American lawmakers and regulators continue to compete in their creative efforts to propose anything but comprehensive game rules for the crypto industry. 

Senators Edward Markey and Richard Blumenthal have penned a letter asking Meta CEO Mark Zuckerberg to deny young adults access to the firm’s metaverse platform. According to the two lawmakers, allowing teenagers between 13 and 17 years old entrance to the virtual environment posed “serious risks,” citing privacy concerns, eye strain and online bullying.

Along with his colleague Jared Huffman, Markey also announced the reintroduction of the Crypto-Asset Environmental Transparency Act in Congress. The bill would require crypto mining companies to disclose emissions for operations that consume more than five megawatts of power, and require the Environmental Protection Agency administrator to head up an interagency investigation of the impact of crypto mining in the United States.

Another group of Senators — Elizabeth Warren, Chris Van Hollen and Roger Marshall — have sent a letter to Binance CEO Changpeng “CZ” Zhao expressing concern over several areas of Binance’s activities. The Senators requested information from the company, including its balance sheet. The trio claim there is evidence that the company attempted to evade U.S. sanctions and facilitated the laundering of at least $10 billion.

The United States Securities and Exchange Commission chair Gary Gensler has again backed a proposed rule that would extend asset custody rules to more cryptocurrencies, saying investors need more protection. The proposed rule would require written agreements between advisers and custodians, add requirements for foreign institutions serving as custodians, and explicitly extend the safeguard rules to discretionary trading.

France on the verge of passing stringent crypto firm licensing laws

The French National Assembly has voted to legislate stricter licensing rules for new cryptocurrency firms to harmonize local laws with proposed European Union standards. The vote was passed with 109 votes (60.5%) in favor to 71 (39.5%) against. The French Senate has already passed the bill, which now goes to President Emmanuel Macron, who has 15 days to either approve it or send it back to the legislature. 

​​If passed, the new law would oblige French-based cryptocurrency service providers to comply with stricter Anti-Money Laundering rules, show that customer funds are segregated, adhere to new guidelines on reporting to regulators, and provide more detailed risk and conflict of interest disclosures as a means to strengthen consumer protection.

Continue reading

One more free economic zone for digital assets in the UAE

Ras Al Khaimah (RAK), one of the seven emirates that comprise the United Arab Emirates, is set to launch a free zone for digital and virtual asset companies as the country’s approach to the industry continues to attract global crypto players.

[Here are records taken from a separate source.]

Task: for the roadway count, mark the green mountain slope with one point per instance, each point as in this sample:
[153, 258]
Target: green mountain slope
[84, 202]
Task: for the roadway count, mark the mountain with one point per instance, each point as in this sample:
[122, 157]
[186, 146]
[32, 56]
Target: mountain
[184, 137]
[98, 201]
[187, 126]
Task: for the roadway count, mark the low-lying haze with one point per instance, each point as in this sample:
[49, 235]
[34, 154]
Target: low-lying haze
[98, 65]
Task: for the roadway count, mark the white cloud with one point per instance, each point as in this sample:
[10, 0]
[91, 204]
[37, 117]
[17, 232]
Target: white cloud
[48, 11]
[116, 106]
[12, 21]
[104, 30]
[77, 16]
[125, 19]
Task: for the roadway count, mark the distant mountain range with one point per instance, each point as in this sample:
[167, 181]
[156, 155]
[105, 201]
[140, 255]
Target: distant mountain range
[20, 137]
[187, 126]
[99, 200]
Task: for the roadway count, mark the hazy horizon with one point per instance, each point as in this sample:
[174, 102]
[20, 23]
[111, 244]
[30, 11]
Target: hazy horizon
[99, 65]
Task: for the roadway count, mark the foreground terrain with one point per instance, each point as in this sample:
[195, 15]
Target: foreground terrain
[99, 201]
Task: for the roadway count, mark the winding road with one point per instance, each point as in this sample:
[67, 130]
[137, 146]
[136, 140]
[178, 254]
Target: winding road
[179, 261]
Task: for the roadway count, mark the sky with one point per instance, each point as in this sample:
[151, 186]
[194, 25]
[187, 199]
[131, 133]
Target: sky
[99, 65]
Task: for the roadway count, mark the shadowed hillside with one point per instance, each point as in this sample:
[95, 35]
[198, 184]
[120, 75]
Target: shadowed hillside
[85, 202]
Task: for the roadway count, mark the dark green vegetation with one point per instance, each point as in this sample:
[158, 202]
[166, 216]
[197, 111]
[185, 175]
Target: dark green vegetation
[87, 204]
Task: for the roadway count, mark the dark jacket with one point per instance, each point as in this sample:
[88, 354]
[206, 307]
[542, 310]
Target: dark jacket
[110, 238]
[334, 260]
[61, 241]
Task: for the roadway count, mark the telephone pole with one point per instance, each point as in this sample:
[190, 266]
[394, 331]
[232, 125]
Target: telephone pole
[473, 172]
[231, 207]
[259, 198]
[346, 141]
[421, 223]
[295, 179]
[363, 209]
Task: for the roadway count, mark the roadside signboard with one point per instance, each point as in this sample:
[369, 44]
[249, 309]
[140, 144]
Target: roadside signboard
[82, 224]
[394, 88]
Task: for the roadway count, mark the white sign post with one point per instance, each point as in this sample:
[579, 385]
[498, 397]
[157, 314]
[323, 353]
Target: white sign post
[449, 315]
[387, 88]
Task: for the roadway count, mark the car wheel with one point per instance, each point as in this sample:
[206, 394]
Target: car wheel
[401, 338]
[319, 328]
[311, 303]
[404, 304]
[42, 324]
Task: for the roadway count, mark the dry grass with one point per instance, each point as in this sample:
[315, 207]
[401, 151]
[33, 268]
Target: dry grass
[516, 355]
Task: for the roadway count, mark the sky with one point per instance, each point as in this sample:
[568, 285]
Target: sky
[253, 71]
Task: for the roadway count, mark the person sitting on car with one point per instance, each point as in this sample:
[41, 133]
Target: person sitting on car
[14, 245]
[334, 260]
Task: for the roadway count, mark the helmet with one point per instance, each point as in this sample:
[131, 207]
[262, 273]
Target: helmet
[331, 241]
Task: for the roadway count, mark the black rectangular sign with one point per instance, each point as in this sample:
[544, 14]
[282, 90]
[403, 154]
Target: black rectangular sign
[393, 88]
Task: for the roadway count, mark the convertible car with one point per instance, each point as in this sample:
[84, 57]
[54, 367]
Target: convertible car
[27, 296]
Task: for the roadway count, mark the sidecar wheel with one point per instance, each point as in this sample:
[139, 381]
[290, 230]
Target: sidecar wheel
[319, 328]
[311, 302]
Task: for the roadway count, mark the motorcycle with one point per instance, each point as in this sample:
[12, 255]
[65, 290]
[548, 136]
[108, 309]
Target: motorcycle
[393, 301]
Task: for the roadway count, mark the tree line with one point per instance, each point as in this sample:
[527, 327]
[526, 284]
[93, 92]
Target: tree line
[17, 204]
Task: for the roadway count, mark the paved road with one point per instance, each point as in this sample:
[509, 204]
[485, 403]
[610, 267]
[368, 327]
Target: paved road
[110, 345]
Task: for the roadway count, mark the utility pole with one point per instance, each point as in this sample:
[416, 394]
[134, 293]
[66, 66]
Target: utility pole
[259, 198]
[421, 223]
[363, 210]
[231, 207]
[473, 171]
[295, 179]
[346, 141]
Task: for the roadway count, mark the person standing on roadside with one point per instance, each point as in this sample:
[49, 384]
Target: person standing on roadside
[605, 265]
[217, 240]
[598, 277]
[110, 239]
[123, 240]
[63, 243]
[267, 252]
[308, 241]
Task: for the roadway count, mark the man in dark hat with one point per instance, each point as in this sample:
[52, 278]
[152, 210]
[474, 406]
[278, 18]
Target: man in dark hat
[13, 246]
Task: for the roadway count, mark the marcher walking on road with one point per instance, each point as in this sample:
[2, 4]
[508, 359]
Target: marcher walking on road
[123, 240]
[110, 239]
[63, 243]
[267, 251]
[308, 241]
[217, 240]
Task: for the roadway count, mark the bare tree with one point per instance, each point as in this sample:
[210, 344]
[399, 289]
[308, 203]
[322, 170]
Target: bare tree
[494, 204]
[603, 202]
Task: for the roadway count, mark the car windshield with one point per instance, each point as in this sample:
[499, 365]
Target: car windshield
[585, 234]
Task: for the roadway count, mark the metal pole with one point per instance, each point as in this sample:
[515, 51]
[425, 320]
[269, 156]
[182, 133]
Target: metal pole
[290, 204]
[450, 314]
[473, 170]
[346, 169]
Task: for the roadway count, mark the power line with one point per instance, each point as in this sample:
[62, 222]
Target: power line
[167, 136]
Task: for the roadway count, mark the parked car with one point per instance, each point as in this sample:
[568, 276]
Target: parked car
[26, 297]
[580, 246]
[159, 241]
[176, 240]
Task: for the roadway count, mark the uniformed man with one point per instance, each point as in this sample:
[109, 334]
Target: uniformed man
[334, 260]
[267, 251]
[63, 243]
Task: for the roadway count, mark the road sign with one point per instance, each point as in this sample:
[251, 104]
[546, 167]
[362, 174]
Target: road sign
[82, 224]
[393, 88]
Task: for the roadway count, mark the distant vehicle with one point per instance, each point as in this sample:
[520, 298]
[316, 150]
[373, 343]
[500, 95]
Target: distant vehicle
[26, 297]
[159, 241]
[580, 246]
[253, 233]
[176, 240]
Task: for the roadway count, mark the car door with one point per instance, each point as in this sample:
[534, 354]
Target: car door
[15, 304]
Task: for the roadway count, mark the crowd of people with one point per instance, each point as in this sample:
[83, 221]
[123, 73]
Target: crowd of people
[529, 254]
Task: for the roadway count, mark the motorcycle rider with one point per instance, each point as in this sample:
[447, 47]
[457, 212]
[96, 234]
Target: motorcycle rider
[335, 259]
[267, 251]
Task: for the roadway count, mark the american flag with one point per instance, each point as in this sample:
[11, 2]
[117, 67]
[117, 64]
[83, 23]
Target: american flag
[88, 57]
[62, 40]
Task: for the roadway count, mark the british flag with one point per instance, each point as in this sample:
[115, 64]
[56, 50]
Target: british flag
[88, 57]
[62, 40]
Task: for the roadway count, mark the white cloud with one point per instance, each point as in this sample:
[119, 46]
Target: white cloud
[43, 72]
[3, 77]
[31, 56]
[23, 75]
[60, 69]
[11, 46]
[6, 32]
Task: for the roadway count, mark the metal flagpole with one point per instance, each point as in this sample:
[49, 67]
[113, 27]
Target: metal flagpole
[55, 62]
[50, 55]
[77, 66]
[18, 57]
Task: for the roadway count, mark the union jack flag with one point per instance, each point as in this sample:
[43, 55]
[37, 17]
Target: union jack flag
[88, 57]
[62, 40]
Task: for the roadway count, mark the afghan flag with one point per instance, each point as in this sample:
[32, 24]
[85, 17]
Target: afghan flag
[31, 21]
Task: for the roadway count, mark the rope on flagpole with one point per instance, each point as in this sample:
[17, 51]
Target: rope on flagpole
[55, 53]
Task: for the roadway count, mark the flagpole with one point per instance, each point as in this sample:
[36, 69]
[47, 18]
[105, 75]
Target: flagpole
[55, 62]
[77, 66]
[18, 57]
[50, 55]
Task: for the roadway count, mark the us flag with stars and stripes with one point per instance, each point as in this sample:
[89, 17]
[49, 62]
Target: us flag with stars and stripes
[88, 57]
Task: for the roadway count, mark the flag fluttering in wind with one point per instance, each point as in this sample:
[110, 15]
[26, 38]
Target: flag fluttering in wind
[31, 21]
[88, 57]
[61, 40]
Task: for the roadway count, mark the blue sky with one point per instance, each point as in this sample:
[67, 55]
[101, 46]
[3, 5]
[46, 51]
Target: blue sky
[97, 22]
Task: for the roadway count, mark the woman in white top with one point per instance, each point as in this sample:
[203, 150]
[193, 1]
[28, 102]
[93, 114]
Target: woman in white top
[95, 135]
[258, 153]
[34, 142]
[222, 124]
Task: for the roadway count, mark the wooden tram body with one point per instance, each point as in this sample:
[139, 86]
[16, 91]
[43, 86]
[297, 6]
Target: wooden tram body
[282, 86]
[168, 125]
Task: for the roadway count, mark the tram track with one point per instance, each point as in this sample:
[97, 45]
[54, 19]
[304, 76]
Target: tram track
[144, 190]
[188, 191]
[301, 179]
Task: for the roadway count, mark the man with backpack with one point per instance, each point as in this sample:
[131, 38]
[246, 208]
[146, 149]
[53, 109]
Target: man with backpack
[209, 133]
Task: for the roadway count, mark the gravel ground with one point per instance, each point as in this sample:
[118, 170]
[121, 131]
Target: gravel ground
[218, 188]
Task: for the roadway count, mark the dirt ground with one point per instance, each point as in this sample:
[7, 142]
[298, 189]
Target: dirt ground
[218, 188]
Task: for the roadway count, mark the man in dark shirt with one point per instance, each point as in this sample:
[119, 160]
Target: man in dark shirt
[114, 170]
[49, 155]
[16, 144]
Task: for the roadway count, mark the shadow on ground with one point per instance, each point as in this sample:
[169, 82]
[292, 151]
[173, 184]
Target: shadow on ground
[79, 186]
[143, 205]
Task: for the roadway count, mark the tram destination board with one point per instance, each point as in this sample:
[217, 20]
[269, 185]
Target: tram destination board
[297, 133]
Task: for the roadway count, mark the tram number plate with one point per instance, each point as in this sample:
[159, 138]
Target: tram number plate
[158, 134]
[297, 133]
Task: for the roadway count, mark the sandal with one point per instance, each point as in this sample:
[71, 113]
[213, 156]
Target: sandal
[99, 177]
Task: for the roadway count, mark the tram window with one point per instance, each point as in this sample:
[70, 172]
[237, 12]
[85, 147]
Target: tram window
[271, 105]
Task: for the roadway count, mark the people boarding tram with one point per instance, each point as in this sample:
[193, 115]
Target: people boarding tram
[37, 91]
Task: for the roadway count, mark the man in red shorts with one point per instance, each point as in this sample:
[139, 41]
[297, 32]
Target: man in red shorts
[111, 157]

The RAK Digital Assets Oasis (RAK DAO) will be a “purpose-built, innovation-enabling free zone for non-regulated activities in the virtual assets sector.”

The free zone will be dedicated to digital and virtual assets service providers in emerging technologies, such as the metaverse, blockchain, utility tokens, virtual asset wallets, nonfungible tokens, decentralized autonomous organizations, decentralized applications and other Web3-related businesses.

Continue reading

Proposed South Dakota amendment would prohibit cryptocurrencies, but not CBDCs

Legislation has been introduced in the American state of South Dakota to amend the Uniform Commercial Code to limit the definition of money to exclude cryptocurrencies. Central bank digital currencies (CBDCs) would still be considered money under the proposed new definition. The 117-page amendment, introduced into the state House of Representatives by Republican Mike Stevens, defines “money” as “a medium of exchange that is currently authorized or adopted by a domestic or foreign government.”